Der vor allem für die westlichen Inseln angekündigte starke Wind hat auf mehreren Inseln Schäden angerichtet …

Teneriffa

Nach Informationen des Notfall- und Sicherheitskoordinationszentrum 112 sind an verschiedenen Orten Teneriffas Bäume auf Straßen gefallen und mussten geräumt werden. Das betraf vor allem die Gemeinden Tacoronte, Tegueste, El Sauzal und Guía de Isora. Aber auch in der Gemeinde Arona hat der Wind zugeschlagen. Ein Sandsturm zwang zahlreiche Spaziergänger in Los Cristianos und am Strand von Las Vistas Zuflucht in Geschäften und Restaurants zu suchen.

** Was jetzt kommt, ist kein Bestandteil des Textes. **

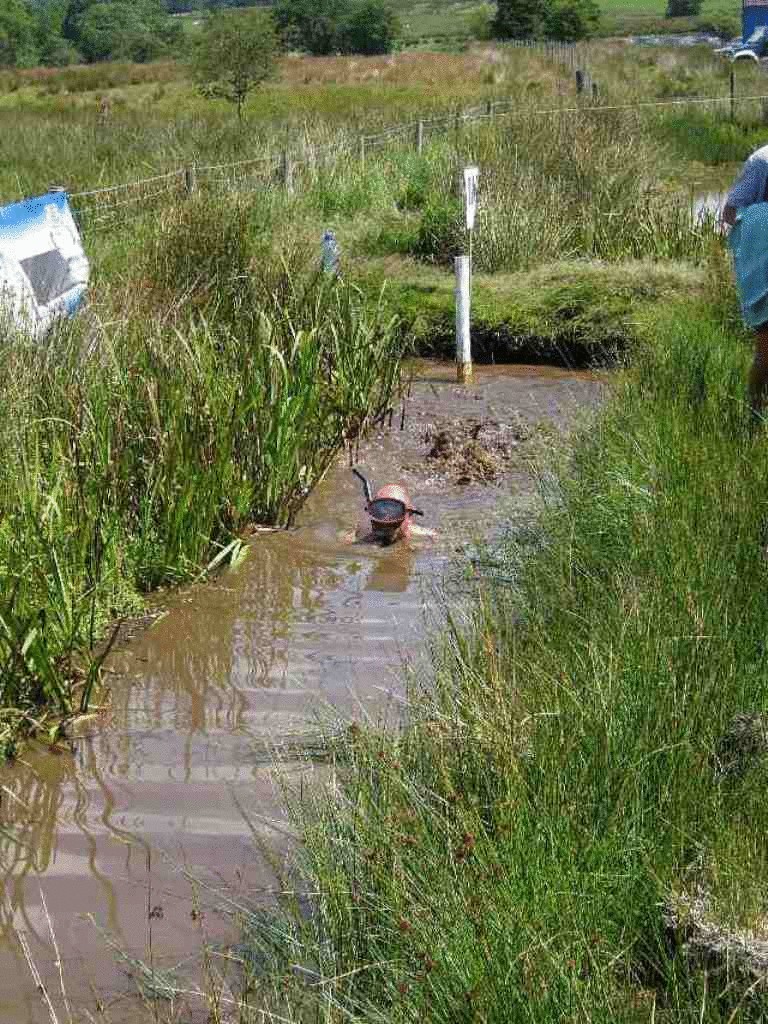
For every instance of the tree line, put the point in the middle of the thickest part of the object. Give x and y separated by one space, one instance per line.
56 33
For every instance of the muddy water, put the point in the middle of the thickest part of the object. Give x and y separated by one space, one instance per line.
175 776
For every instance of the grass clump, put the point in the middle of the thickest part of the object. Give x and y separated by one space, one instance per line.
141 439
513 854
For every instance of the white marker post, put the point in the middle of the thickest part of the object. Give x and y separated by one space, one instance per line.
464 282
463 343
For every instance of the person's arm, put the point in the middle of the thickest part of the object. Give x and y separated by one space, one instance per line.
729 214
748 188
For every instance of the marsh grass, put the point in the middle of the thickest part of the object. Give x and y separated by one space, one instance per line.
138 446
510 854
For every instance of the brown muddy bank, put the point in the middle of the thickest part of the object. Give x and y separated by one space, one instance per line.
176 777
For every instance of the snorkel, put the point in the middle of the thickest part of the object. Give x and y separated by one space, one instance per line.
389 510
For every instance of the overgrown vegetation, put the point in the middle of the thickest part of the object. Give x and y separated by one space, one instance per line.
532 846
137 450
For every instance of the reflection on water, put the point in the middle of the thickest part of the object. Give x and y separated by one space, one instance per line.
308 627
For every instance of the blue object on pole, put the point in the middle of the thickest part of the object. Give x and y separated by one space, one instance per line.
43 268
331 254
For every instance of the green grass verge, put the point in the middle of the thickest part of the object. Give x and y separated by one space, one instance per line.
578 312
193 398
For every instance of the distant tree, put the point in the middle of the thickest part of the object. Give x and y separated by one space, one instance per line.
571 19
566 19
372 27
324 27
127 30
520 18
55 50
74 12
315 26
683 8
17 35
236 52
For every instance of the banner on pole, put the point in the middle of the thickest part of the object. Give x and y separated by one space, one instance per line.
43 267
471 174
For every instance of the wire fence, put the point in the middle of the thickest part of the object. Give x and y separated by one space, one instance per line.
280 169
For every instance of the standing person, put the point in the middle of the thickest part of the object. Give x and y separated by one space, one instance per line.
745 211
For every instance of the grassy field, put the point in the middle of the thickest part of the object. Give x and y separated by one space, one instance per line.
430 23
577 807
605 188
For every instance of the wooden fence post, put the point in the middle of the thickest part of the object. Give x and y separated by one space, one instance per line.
732 88
286 167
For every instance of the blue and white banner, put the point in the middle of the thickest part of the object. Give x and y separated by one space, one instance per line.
43 267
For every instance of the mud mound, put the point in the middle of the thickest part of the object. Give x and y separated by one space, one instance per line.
475 452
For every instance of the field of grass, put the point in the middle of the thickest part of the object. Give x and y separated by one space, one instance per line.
570 803
604 190
570 828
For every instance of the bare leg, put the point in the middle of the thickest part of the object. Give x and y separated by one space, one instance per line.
758 380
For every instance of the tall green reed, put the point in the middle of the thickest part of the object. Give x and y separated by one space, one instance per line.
512 854
139 440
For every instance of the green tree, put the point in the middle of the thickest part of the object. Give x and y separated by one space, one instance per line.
128 30
571 19
324 27
683 8
566 19
520 18
237 51
54 49
73 14
372 27
17 35
315 26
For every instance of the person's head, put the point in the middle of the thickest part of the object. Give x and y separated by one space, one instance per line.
389 513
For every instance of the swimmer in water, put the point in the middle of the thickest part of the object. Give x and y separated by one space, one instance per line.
390 517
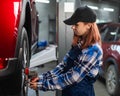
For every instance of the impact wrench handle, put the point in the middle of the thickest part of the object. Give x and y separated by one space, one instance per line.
32 75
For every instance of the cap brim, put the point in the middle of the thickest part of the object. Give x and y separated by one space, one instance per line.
70 21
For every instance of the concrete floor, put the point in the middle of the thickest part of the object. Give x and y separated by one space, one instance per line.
99 86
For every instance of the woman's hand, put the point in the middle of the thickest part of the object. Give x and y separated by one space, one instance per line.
34 83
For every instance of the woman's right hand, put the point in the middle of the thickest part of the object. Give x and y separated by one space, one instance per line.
34 83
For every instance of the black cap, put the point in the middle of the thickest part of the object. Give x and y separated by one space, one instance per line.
83 14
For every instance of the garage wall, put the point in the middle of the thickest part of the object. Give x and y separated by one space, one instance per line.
46 12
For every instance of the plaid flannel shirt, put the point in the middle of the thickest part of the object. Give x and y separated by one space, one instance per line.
87 63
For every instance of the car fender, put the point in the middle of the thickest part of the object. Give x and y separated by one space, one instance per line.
21 24
110 61
10 11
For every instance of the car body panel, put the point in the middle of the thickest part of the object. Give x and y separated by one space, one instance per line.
111 49
9 21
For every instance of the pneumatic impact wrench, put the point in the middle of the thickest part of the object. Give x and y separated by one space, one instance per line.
31 75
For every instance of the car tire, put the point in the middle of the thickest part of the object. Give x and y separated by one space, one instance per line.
112 83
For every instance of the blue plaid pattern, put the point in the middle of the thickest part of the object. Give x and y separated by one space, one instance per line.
75 66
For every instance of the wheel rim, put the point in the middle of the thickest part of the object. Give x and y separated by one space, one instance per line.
111 80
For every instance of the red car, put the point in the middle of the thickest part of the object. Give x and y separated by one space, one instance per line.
18 32
110 33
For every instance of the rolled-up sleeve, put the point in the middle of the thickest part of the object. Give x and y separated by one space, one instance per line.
86 61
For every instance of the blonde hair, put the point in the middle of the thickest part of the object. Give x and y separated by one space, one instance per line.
92 37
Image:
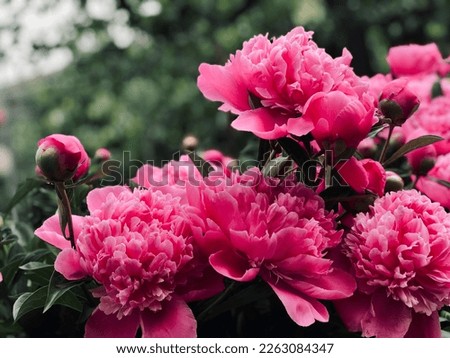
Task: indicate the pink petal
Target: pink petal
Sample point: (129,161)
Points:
(96,198)
(303,310)
(386,317)
(67,263)
(229,264)
(352,310)
(149,175)
(217,83)
(252,247)
(101,325)
(423,326)
(222,208)
(207,286)
(262,122)
(50,231)
(335,285)
(299,126)
(354,174)
(175,320)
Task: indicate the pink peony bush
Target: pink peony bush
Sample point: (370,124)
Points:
(400,255)
(328,210)
(281,234)
(268,83)
(139,248)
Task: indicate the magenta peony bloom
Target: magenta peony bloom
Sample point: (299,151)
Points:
(362,175)
(218,159)
(336,115)
(431,188)
(138,246)
(399,253)
(376,85)
(61,157)
(411,60)
(102,155)
(398,102)
(171,178)
(279,231)
(267,83)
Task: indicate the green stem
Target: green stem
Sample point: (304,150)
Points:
(62,195)
(219,298)
(386,144)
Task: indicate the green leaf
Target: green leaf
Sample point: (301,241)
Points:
(294,150)
(440,181)
(59,292)
(22,191)
(376,129)
(436,90)
(34,265)
(276,167)
(263,151)
(252,293)
(63,297)
(202,165)
(31,301)
(411,145)
(28,302)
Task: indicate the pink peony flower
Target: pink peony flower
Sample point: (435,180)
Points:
(138,247)
(336,115)
(267,83)
(218,159)
(399,253)
(366,174)
(398,102)
(376,85)
(431,188)
(278,231)
(410,60)
(102,155)
(171,178)
(61,157)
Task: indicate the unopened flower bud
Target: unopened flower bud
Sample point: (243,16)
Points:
(190,143)
(102,155)
(61,157)
(397,102)
(393,182)
(426,165)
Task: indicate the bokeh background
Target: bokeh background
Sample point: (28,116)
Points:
(121,74)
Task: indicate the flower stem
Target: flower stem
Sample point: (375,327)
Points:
(386,144)
(218,299)
(66,214)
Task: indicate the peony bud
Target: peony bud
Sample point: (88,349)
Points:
(102,155)
(190,143)
(61,157)
(397,102)
(393,182)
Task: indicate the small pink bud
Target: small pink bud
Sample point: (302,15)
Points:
(190,143)
(397,102)
(102,155)
(61,157)
(393,182)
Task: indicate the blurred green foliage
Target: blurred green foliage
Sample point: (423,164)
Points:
(141,96)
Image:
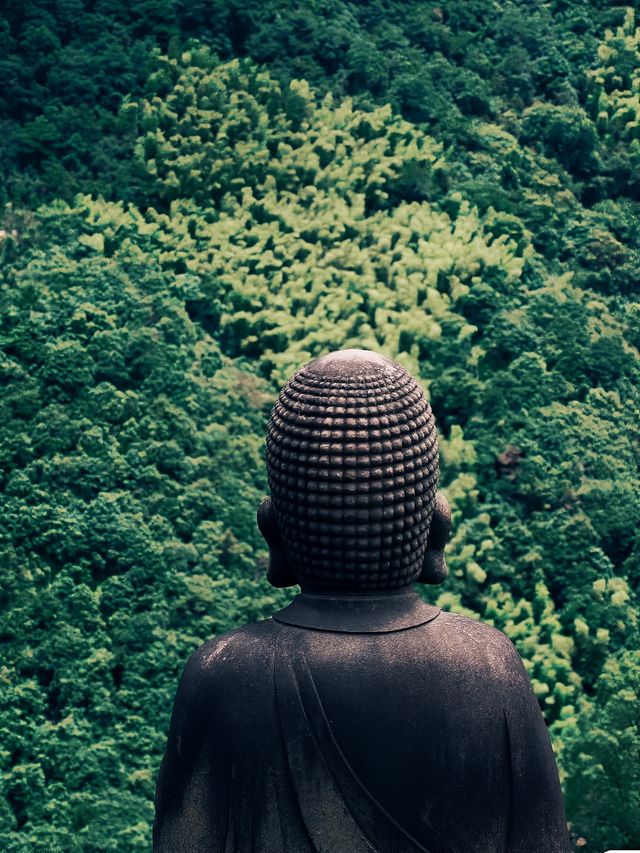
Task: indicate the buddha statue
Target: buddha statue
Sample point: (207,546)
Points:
(358,718)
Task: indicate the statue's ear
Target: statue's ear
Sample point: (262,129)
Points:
(434,566)
(279,573)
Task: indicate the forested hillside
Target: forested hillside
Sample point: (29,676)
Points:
(199,197)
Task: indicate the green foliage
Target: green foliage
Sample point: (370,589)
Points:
(455,187)
(131,473)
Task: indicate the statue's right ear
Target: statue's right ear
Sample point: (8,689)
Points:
(434,566)
(279,572)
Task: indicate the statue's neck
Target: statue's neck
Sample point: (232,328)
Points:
(358,613)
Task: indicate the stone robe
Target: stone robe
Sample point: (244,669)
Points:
(345,725)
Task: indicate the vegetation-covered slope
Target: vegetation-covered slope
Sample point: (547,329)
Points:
(470,210)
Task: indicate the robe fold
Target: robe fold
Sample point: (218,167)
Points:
(368,724)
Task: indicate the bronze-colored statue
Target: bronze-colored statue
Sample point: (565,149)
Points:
(359,718)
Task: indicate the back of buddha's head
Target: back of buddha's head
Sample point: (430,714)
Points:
(352,464)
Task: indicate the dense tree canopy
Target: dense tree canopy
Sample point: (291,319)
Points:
(455,186)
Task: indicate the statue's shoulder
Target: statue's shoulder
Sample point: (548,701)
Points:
(242,649)
(477,645)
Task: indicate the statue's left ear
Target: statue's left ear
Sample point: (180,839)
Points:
(434,567)
(279,573)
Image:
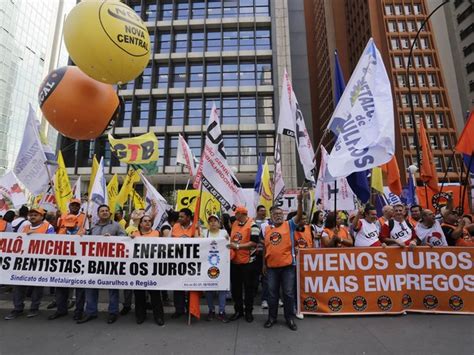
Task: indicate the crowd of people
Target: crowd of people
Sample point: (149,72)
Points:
(263,252)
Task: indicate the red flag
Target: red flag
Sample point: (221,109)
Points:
(427,170)
(392,173)
(466,140)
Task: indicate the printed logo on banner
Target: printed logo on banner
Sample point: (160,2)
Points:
(335,304)
(359,303)
(275,238)
(302,243)
(384,303)
(213,272)
(406,301)
(430,301)
(456,303)
(310,304)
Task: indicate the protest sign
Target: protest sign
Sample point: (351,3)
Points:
(386,280)
(114,262)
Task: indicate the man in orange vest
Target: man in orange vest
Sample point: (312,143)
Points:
(279,264)
(244,238)
(71,223)
(183,229)
(37,226)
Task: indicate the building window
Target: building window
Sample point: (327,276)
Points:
(229,74)
(166,10)
(144,80)
(150,12)
(177,112)
(161,112)
(143,112)
(214,8)
(164,42)
(196,75)
(198,9)
(181,42)
(179,76)
(214,41)
(197,41)
(162,73)
(213,75)
(248,110)
(195,112)
(230,110)
(182,10)
(262,39)
(230,40)
(264,73)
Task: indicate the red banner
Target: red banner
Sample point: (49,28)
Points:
(386,280)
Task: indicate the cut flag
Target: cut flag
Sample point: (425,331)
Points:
(427,169)
(465,144)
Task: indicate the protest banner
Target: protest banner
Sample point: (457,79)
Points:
(362,281)
(114,262)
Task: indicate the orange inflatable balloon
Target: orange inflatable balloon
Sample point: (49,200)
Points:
(76,105)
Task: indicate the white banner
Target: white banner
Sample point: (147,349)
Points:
(328,188)
(364,118)
(30,165)
(114,262)
(214,172)
(11,195)
(291,123)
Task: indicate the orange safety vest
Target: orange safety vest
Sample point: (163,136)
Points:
(152,233)
(3,225)
(179,232)
(42,229)
(303,240)
(69,220)
(278,251)
(240,234)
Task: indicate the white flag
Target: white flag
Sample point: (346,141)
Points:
(11,195)
(327,189)
(364,118)
(30,165)
(98,192)
(214,172)
(278,183)
(185,156)
(153,197)
(291,123)
(76,189)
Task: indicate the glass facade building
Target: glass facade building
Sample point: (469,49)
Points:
(204,52)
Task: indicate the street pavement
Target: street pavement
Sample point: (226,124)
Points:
(406,334)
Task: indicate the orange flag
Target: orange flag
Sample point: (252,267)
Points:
(427,170)
(392,174)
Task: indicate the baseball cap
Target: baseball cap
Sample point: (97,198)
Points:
(37,210)
(241,209)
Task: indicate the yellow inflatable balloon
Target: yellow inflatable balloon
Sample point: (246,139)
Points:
(107,40)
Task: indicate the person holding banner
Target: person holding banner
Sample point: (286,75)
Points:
(280,261)
(398,231)
(366,228)
(183,229)
(335,235)
(71,223)
(37,226)
(429,230)
(145,230)
(106,227)
(244,238)
(215,231)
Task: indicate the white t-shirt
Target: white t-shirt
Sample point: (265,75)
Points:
(433,236)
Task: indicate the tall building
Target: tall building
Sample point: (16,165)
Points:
(28,50)
(346,25)
(231,53)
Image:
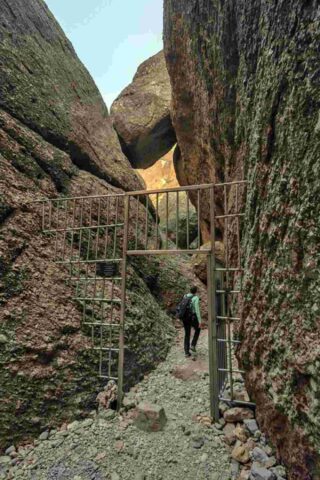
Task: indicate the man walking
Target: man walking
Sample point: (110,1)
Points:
(189,313)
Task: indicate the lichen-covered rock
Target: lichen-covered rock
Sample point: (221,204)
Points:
(141,114)
(56,139)
(246,95)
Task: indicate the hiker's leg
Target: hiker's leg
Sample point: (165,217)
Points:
(197,331)
(187,331)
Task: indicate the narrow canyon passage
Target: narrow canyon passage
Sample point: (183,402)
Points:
(110,446)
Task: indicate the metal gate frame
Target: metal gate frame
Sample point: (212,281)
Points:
(220,332)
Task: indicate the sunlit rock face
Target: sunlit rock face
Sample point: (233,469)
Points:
(141,114)
(56,138)
(245,104)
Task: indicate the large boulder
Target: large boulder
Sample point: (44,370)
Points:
(141,114)
(246,95)
(45,86)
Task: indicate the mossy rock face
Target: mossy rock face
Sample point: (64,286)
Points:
(56,140)
(141,114)
(246,96)
(46,87)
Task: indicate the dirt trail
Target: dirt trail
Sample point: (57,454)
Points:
(109,446)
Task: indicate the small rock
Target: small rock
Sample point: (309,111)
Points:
(44,436)
(259,455)
(279,471)
(128,403)
(268,450)
(228,429)
(251,425)
(260,473)
(240,434)
(230,439)
(237,414)
(271,462)
(87,422)
(198,442)
(241,454)
(218,426)
(244,475)
(235,467)
(150,418)
(74,425)
(140,476)
(119,445)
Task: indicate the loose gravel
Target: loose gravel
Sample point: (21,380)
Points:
(108,446)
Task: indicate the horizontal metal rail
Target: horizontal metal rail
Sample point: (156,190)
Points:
(106,349)
(226,340)
(98,260)
(234,371)
(185,188)
(203,186)
(227,318)
(167,252)
(237,402)
(96,324)
(97,279)
(230,215)
(83,227)
(97,299)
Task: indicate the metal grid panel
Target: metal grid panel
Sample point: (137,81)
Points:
(93,236)
(87,235)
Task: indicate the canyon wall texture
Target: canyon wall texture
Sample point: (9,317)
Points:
(141,114)
(56,138)
(246,94)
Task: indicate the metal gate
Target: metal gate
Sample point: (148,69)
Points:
(94,236)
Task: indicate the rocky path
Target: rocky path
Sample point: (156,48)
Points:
(109,446)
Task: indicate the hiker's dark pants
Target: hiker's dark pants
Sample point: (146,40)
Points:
(187,333)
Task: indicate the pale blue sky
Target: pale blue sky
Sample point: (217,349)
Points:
(111,37)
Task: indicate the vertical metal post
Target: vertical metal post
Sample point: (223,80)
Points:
(123,300)
(212,320)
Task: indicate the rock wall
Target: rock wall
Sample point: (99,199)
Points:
(141,114)
(246,95)
(56,138)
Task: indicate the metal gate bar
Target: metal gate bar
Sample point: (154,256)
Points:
(92,232)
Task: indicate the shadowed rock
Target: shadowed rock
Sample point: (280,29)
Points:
(245,103)
(141,114)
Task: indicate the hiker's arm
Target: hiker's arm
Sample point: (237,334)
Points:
(197,309)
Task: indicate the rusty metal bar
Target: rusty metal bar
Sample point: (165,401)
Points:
(185,188)
(199,219)
(167,219)
(177,220)
(93,227)
(188,220)
(123,301)
(168,252)
(137,223)
(157,220)
(147,222)
(212,322)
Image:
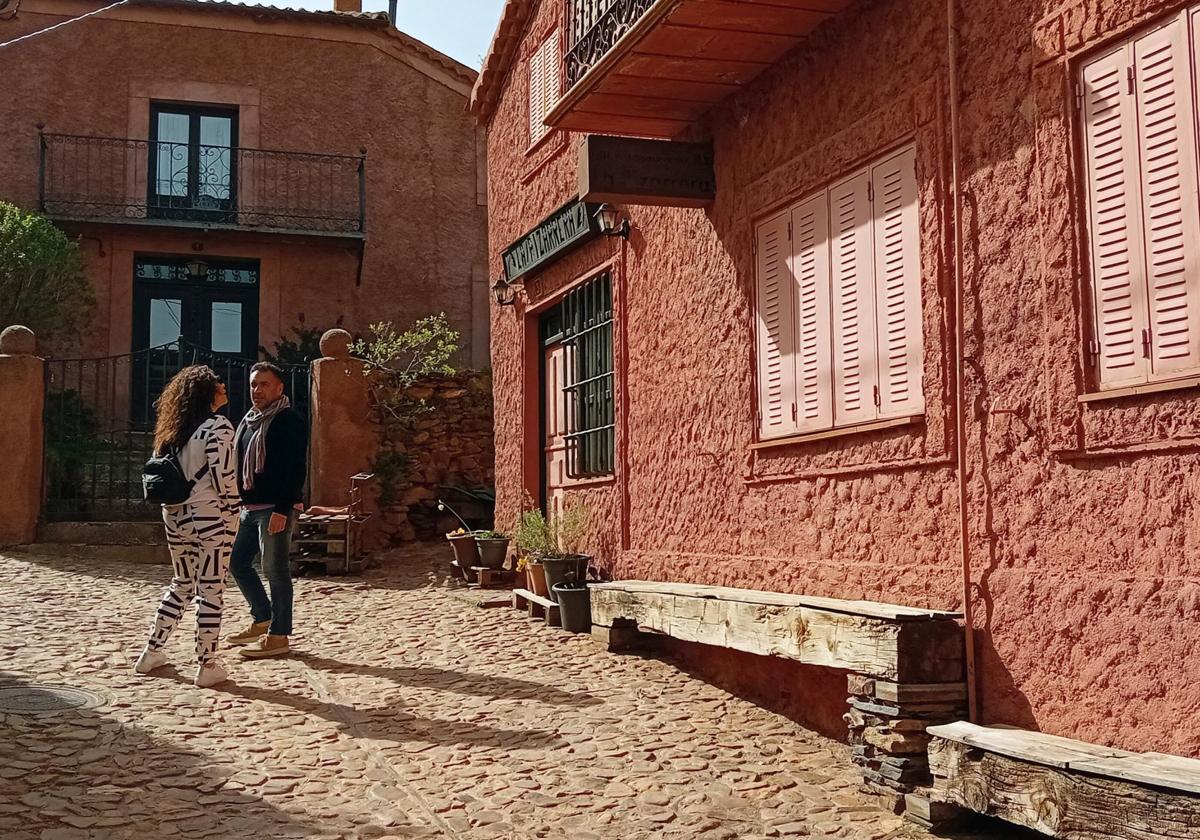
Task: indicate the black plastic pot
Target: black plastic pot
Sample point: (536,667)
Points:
(574,606)
(492,552)
(573,568)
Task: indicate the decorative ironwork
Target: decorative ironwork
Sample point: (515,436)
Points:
(100,417)
(115,179)
(594,28)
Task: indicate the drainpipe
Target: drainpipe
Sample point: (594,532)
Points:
(960,399)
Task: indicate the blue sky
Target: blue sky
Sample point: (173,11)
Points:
(461,29)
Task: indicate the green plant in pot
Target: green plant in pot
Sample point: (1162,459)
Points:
(493,549)
(563,561)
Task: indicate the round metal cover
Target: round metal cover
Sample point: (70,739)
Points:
(35,699)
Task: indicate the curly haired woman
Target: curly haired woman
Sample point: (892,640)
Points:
(201,531)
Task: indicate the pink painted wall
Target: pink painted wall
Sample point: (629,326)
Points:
(1085,576)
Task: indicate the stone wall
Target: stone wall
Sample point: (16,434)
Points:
(451,445)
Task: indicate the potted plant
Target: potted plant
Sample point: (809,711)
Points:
(493,549)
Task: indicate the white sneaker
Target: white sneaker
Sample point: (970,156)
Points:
(209,675)
(149,660)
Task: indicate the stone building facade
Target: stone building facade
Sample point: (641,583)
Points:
(1061,391)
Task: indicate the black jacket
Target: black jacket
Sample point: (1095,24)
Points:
(281,483)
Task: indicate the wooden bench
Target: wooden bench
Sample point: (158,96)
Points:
(537,606)
(1062,787)
(907,665)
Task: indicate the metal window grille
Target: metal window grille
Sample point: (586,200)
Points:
(588,390)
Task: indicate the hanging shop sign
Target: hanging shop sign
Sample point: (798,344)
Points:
(561,232)
(663,173)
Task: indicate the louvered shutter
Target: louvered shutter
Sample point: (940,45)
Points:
(551,71)
(855,359)
(537,95)
(1119,288)
(777,329)
(810,270)
(897,237)
(1171,227)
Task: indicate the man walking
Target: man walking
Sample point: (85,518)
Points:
(273,451)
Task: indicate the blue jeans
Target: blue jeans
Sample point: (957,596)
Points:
(253,543)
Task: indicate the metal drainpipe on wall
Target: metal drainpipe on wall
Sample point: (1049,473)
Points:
(952,43)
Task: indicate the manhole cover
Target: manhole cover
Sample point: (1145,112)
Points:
(34,699)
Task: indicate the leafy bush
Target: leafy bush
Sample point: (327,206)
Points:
(42,280)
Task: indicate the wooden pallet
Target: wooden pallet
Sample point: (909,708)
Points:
(537,606)
(487,577)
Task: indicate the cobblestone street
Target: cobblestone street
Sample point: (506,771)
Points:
(403,712)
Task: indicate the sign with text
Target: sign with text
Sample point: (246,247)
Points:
(664,173)
(561,232)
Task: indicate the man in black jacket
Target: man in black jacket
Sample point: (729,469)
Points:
(273,453)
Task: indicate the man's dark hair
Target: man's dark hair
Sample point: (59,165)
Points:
(268,366)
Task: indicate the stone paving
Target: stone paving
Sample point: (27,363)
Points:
(403,712)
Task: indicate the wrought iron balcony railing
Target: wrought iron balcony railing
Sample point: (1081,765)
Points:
(149,181)
(593,28)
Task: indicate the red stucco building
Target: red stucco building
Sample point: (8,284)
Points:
(813,384)
(319,166)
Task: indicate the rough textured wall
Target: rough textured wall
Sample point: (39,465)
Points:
(426,226)
(450,447)
(1084,579)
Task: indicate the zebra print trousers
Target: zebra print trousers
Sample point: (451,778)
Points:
(199,538)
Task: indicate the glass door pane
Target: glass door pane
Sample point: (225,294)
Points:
(172,155)
(215,161)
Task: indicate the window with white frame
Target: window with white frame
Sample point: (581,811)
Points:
(1139,115)
(544,87)
(838,300)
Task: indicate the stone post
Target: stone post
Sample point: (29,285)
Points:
(22,397)
(342,439)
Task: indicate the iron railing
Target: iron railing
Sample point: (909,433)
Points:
(100,418)
(127,180)
(593,27)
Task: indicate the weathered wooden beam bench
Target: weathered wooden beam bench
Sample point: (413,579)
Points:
(907,664)
(1062,787)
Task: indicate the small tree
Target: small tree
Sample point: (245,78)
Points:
(396,363)
(42,281)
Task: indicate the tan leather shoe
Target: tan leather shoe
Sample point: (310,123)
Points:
(267,646)
(250,635)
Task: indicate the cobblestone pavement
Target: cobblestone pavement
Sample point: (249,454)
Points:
(403,712)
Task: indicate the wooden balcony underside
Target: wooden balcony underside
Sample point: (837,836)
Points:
(682,58)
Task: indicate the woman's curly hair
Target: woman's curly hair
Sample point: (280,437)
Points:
(184,405)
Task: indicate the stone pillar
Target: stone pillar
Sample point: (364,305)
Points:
(22,396)
(342,439)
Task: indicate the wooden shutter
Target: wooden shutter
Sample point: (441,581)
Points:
(1119,289)
(551,71)
(537,96)
(855,360)
(777,329)
(810,270)
(897,237)
(1171,227)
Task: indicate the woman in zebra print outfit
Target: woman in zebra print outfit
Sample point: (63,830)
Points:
(201,531)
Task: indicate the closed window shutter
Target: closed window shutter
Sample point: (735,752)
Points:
(1119,288)
(897,232)
(1171,227)
(810,269)
(855,358)
(777,329)
(551,71)
(537,96)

Darüber hinaus musste ein Einkaufszentrum in Adeje vorsorglich geräumt werden, weil Schäden am Dach der Anlage entstanden waren.

Nach Medienberichten war die Gemeinde Tegueste wegen Windschäden für mehrere Stunden ohne Strom. Im Norden Teneriffas soll Bajamar in der Gemeinde La Laguna am meisten abbekommen haben. Hier wird von umgedrehten Bänken, entwurzelten Bäumen und einem rauen Seegang berichtet.
Die starken Böen sollen nicht nur Bäume umgerissen haben, sondern auch Planken, Pfosten und Laternenpfähle. Zahlreiche Äste wurden abgerissen.

Andere westliche Inseln

La Palma war vor allem von Wind und hohen Wellen betroffen. Auf La Gomera wird besonders von starken Wellen in San Sebastián berichtet. Windböen von mehr als 100 km/h soll es in Valle Gran Rey gegeben haben. In Agulo wurden Böen von bis zu 102 km/h registriert. Der Fährverkehr war zwischen San Sebastián, Playa de Santiago und Valle Gran Rey ausgesetzt worden. Auf El Hierro soll das Valle de El Golfo mit Böen bis 97 km/h am stärksten betroffen worden sein.
Die Windwarnung der kanarischen Regierung für die Inseln El Hierro, La Gomera und Teneriffa bestehen weiterhin.

Östliche Inseln

Auf den östlichen Inseln waren insbesondere die Wirkungen des Calima zu spüren, der aber auch hier von heftigem Wind und kräftigem Seegang begleitet wurde. Nach Medienberichten sprachen die Einheimischen auf Lanzarote und Fuerteventura vom Boden und der Kälte der Wüste. Das sei für diese Jahreszeit ungewöhnlich. Aber auch auf Gran Canaria wird von Windschäden berichtet. So mussten in der Calle Juan Manuel Durán González in Las Palmas von der Feuerwehr Teile eines Dachs entfernt werden, die herabzustürzen drohten.